Last week we baptized an 88 year-old man. Our Clerk of Session and his deacon wife, also octogenarians, witnessed the sacrament. We performed it during our weekly worship service at a local retirement community. “Jim” (not his real name) had approached me the previous week and said, “I have never been baptized.”

“Would you like to be?” I answered.

He hesitated. He had belonged to the Presbyterian Church all his life without getting baptized. Our denomination is more enamored of rules than the average church; his slipping through that legal crack surprised me. Since we baptize babies his parents would normally have taken care of it. But his father had opposed it. Jim did not say why, but clearly implied` his father did not believe.

But here Jim stood, pondering whether to get baptized. He asked a couple of questions, then said, “I would very much like to be baptized, if you would baptize somebody like me.”

As a matter of fact I can think of few things that honor and delight me more than the chance to baptize somebody like Jim. I have known him for several years. I knew he was thoughtful. I knew he struggled to synthesize his economic conservatism with a big heart for all kinds of people. I knew he carried a heavy burden for something he did in the Navy, but he has never done more than hint at what that was.
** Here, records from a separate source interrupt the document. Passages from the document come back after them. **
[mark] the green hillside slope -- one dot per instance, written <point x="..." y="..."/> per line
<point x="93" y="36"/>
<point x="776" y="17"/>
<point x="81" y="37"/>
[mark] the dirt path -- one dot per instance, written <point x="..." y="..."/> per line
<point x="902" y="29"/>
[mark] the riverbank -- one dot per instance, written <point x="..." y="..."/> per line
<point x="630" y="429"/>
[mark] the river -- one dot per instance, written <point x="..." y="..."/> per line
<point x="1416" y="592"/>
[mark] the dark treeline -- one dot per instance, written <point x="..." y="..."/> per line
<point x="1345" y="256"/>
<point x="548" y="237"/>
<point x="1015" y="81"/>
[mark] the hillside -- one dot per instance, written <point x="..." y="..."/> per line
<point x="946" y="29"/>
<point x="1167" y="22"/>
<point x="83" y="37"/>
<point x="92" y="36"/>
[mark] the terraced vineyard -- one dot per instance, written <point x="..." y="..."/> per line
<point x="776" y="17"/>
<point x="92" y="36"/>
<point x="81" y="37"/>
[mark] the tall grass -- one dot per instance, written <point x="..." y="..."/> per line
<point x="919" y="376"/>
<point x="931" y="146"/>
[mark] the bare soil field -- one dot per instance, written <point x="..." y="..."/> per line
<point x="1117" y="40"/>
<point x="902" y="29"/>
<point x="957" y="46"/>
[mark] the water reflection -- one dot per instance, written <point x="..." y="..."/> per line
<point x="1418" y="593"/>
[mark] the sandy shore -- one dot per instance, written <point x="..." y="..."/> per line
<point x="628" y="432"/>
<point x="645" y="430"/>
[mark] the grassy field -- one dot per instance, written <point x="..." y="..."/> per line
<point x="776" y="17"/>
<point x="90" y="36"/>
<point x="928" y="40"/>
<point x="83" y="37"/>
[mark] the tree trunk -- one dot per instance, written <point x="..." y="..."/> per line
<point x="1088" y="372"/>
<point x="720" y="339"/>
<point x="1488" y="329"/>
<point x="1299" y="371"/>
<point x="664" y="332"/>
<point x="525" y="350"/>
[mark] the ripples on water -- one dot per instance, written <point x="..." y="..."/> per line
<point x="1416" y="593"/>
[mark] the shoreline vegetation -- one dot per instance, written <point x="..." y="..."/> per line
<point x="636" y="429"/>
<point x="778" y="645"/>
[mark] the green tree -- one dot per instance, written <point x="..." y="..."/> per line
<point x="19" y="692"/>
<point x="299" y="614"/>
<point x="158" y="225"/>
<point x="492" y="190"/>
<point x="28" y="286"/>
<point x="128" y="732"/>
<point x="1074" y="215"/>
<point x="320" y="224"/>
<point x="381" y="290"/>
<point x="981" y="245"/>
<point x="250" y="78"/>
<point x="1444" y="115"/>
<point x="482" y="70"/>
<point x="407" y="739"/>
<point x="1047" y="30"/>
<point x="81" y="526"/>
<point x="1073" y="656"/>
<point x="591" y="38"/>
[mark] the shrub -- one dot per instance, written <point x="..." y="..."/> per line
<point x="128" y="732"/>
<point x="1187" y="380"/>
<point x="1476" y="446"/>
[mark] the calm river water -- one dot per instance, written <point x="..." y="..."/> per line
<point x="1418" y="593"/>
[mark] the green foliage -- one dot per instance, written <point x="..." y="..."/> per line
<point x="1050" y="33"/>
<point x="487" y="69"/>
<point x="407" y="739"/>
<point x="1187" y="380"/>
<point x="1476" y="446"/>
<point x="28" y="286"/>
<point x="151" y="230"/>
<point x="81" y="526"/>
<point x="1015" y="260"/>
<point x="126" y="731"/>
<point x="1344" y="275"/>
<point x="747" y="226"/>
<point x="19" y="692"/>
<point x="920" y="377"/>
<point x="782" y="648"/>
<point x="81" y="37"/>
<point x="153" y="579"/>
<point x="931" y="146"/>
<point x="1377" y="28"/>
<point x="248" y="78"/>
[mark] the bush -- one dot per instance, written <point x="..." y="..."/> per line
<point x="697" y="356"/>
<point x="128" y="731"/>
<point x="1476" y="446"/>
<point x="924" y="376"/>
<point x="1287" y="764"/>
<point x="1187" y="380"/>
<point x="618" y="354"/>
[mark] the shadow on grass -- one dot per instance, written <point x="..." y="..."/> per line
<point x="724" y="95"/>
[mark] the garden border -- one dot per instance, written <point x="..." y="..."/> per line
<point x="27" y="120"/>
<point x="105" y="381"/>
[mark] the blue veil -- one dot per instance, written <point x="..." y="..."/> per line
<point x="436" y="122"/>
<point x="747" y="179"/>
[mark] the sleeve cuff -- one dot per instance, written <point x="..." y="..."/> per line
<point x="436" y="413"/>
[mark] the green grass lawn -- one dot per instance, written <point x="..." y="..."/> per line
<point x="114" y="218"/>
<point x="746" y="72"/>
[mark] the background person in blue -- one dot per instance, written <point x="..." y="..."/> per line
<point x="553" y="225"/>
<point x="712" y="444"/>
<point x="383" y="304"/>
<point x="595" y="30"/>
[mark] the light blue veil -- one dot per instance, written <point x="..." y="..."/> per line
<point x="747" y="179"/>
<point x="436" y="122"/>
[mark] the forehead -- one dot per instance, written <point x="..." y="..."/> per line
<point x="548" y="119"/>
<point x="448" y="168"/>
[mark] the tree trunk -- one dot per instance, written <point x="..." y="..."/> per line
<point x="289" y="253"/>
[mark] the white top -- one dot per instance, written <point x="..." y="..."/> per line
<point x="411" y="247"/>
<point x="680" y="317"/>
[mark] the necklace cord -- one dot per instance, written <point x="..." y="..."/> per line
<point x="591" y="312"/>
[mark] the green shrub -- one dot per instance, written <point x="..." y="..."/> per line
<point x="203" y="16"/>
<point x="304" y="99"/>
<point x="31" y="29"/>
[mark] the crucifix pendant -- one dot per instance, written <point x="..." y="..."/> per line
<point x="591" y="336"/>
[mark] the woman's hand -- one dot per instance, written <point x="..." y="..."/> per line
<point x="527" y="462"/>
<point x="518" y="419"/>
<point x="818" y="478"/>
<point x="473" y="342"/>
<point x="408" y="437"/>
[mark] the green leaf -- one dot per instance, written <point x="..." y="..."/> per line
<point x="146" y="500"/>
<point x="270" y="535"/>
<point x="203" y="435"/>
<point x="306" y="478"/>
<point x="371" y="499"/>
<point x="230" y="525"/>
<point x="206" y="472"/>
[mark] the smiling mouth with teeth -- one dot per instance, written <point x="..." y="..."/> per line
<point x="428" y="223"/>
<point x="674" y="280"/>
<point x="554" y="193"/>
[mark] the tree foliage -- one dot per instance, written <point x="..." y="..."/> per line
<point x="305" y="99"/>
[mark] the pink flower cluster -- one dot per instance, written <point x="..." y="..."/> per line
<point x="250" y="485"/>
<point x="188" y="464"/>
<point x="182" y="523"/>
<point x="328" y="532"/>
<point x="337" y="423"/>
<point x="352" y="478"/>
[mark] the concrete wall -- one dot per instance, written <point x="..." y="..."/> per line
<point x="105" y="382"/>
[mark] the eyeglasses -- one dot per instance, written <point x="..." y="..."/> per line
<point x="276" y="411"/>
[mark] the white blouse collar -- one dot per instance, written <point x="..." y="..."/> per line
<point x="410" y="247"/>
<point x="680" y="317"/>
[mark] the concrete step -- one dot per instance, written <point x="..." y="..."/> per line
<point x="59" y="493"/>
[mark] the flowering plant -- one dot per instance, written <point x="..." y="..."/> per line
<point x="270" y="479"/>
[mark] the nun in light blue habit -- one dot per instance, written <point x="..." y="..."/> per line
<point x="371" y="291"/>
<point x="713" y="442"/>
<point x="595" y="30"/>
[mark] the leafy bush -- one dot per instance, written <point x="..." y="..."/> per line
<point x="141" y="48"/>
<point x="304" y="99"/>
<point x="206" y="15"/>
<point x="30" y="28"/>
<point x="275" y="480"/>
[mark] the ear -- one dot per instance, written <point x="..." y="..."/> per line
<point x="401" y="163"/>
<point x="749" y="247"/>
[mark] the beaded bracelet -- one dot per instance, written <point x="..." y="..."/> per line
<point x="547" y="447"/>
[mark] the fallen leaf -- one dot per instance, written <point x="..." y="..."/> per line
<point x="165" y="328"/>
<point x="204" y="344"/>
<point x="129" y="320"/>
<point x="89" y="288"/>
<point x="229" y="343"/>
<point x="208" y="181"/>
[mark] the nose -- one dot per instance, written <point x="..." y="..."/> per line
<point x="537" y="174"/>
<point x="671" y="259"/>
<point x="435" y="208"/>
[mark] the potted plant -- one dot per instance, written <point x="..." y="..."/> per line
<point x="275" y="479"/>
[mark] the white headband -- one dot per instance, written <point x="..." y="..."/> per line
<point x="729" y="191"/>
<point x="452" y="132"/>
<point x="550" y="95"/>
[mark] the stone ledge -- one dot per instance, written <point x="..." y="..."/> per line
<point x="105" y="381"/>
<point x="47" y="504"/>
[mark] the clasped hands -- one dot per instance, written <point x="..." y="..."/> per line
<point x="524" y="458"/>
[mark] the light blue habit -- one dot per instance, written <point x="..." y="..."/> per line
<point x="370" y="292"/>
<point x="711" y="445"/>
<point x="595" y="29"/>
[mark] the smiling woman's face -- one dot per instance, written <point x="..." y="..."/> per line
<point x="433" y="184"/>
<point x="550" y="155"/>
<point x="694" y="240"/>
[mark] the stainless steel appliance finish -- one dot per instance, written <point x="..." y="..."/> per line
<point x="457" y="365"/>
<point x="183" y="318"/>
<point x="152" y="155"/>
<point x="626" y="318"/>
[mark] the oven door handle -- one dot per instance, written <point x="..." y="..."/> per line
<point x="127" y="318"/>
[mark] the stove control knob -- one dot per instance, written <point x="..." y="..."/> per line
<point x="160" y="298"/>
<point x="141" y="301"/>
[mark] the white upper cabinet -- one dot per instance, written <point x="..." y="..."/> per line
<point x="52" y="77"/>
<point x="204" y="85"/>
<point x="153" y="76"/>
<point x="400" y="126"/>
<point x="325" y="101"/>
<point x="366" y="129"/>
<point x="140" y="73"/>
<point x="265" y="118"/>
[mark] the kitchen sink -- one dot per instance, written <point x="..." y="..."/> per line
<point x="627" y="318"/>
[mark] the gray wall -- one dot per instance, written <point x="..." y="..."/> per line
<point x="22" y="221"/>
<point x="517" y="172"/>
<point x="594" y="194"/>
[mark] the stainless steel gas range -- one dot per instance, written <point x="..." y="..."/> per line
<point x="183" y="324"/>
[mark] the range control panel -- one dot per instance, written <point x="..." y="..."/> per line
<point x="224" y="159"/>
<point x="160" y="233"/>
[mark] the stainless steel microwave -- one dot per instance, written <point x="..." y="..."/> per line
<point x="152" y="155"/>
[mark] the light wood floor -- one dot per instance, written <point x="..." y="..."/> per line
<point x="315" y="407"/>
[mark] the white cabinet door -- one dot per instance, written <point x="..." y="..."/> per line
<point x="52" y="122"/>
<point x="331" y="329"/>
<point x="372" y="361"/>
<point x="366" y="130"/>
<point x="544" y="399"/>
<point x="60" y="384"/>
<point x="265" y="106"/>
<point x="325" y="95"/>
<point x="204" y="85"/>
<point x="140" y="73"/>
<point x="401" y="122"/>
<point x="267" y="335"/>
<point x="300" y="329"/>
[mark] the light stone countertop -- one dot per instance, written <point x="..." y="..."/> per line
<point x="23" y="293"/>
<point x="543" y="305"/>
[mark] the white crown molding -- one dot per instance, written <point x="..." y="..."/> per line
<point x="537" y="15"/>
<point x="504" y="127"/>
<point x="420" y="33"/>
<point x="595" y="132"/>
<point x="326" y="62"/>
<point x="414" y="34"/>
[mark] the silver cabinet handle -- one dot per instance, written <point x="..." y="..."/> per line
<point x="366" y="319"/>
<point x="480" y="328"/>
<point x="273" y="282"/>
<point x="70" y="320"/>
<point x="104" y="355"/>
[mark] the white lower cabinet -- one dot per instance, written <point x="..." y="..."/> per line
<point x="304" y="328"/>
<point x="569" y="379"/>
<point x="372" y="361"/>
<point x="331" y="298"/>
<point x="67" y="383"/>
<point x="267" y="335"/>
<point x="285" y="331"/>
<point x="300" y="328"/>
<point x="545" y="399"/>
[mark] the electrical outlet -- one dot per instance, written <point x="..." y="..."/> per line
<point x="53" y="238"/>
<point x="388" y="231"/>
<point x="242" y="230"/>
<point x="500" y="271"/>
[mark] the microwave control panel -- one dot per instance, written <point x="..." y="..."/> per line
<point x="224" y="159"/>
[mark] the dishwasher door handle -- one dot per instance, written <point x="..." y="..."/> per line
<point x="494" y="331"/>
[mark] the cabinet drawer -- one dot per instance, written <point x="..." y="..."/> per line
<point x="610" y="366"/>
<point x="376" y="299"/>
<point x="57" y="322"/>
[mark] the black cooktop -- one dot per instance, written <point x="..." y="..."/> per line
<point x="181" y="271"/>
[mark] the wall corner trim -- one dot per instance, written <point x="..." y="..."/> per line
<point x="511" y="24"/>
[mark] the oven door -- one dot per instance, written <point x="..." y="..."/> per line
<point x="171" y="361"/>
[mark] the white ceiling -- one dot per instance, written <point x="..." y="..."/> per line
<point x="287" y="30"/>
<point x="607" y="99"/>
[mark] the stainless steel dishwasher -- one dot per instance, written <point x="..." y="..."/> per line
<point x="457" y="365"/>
We talked about how baptism symbolizes the mercy of God, how our gracious Lord Jesus forgives all who pray for it. I shared my sense of my own sin. Like many aging men, my awareness of my own guilt is growing. All the more do I praise God that I do not have to let that burden of guilt grow until it crushes me. This seemed to matter quite a lot to Jim.

The day arrived. Jim's daughter came. So did his son-in-law. He introduced them with a quivering voice. But when the time came, he steeled himself and stood before a room filled with his generation. I wish I could have bottled the air in there. It was so full of love it would make a healing tonic for many a malady.

Tears came into Jim's eyes as I placed the water on his head. We all cried. We sang a hymn, stood around and talked for a while, and departed into a sunny afternoon.

Every now and then I feel blessed to get to do my job.